WordPress

WordPress 6.4.1 Maintenance Release Fixes Bugs in Version 6.4

WordPress issued a maintenance release on Wednesday evening to address problems identified shortly after WordPress 6.4 was made available to the public on Tuesday, November 7th.

Two of the issues were somewhat serious, affecting the operation of certain plugins and potentially causing problems for sites impacted by these issues.

The third issue was a typo that resulted in a misconfigured notice in the admin panel.

Three Issues Fixed

  1. Typo
  2. Removed code caused backward compatibility issues
  3. Critical bug causes download to fail

Typo In Code – Minor Cosmetic Issue

The typo issue was relatively minor. It affected how a nag screen appeared in the administrator panel, causing it to stretch across the top of the page.

Before the fix:

Before the fix

After the fix:

After the fix

Backward Compatibility Bug

This bug was a result of core contributors removing code the WordPress core no longer used, assuming it was safe to remove. However, the code was still being utilized by plugins, causing them to break with the release of WP 6.4. The maintenance release reintroduced the removed code.
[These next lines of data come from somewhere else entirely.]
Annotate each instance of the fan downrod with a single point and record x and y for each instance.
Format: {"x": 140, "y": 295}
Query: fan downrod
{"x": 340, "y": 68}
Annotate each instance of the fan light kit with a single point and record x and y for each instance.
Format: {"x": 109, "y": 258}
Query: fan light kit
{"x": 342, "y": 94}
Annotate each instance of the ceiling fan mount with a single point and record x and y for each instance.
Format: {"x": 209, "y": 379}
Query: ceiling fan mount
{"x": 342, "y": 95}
Critical Bug Causing cURL Error

The last fix addressed a bug that caused downloading updates to fail, showing an error message indicating that it timed out, cURL error 28: Operation timed out.

According to an internal WordPress discussion:

"This issue should be critical.
6.4 updated the Requests library version, which included a breaking change for anyone running on a host with curl version 7.29 (at least)."

This issue involved servers using an older version of the cURL library (cURL 7.29). The latest version of cURL is 8.4.0.

Takeaway

WordPress releases test versions for the community to identify and report errors. If no one experiences the issues during the test phase, they may appear when the final version is released, as was the case here.

The original WordPress 6.4 version that this maintenance release updates was named Shirley. The new maintenance release humorously begs to be named Don’t call me Shirley.